Andrea Gershuny- Looking Outwards #1

Takahiro Yamaguchi + So Kanno’s “Senseless Drawing Robot”

Kanno and Yamaguchi’s creation is exactly what it sounds like: a robot that creates drawings devoid of any sensory input from its environment. Placed in front of a wall, it rolls back and fourth on four wheels while swinging a can of spray paint on a pendulum. The robot spray paints the wall at random intervals, creating a drawing on the wall.  What I love about this project is that it is a drawing created (mostly) without human input–after its construction and placement in front of a surface, the robot, though it does not know it, is creating art of its own (though, I suppose, Kanno and Yamaguchi own this art by virtue of creating the machine that created it). I like that this drawing’s creator is unaware that it is a creator, and I like that the drawing was born from a random combination of movements rather than the deliberation of a creator. However, I wish that Kanno and Yamaguchi had given the robot more “choice” and made the drawing even more random–for example, they could have had the robot randomly select colors of spray paint and change between colors at random intervals or had the robot randomly select a wall or space to paint on. (That may actually have been the case; it’s not apparent from the video.) I feel like they are so close to achieving art made without human intervention that, had they pushed the more random aspects of this piece and allowed for more possible combinations of placement, color, etc., the piece would have been much more elegant and striking.

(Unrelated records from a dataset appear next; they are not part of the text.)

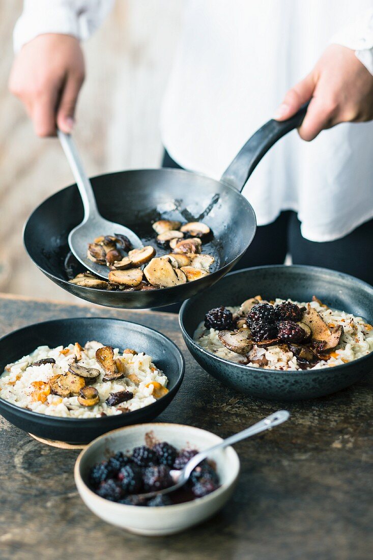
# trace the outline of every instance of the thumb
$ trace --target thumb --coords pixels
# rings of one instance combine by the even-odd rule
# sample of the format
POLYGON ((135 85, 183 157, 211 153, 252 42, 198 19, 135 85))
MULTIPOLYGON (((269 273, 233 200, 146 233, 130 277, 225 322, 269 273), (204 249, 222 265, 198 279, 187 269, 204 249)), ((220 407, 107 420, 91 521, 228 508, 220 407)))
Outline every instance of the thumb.
POLYGON ((273 115, 276 120, 286 120, 295 115, 304 103, 312 97, 315 89, 315 83, 313 74, 299 82, 287 92, 281 105, 277 108, 273 115))
POLYGON ((74 114, 83 79, 69 76, 65 82, 57 109, 57 123, 60 130, 69 134, 74 126, 74 114))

Dominik Strzelec’s “Byzantine Geology”

http://www.dataisnature.com/?p=1594

To be completely honest, I have no idea how Strzelec creates these forms. The blog post linked above says that he uses “multiple generative processes… [such as] Belousov–Zhabotinsky reaction simulation coefficients to generate volumetric forms”. As far as I can tell (or as far as I can understand), a Belousov-Zhabotinsky reaction is a type of chemical reaction which is not thermodynamically stable and results in oscillating, color-changing liquids. Simulating reactions such as these, Strzelec creates three-dimensional forms with wildly varying, vibrant color schemes that look almost like psychedelic models of the Grand Canyon. In some of his pieces, Strzelec adds a floor underneath these generated forms, turning them from elegant computer-generated forms into “speculative archetecture”, bringing them from the abstract digital space to at least an imitation of the real world. While I do sort of like these forms on their on, as automatic computer-generated imagery, I wish Strzelec had not just stopped at simulating a floor but had pushed these models into real-life sculptures–I can just imagine turning these forms into sculptures, so large that people can walk through them.

Takeshi Murata’s “Pink Dot”

I came across Takeshi Murata’s work on The Creator’s Project blog. Primarily a video artist, Murata has two main branches of his work: mostly hand-drawn animations that rely on computers only to compile the frames, such as his video “Melter 02” below, and videos made using After Effects and other such programs which exploit glitches and flaws in digital video, transforming mundane and mass-produced media into a sublime combination of imagery (both recognizable and abstract), color, and sound. I am absolutely in love with Murata’s work and how it takes things that we perceive as banal or at least ordinary–like film–and crafts it into a sensory experience beyond the video’s intended purpose. My favorite parts of his videos are the ways he uses color, especially the eponymous pink dot in the above video, and how the sound in his videos is somewhat grating, like the video itself, but manages to still create a transcendent aesthetic experience.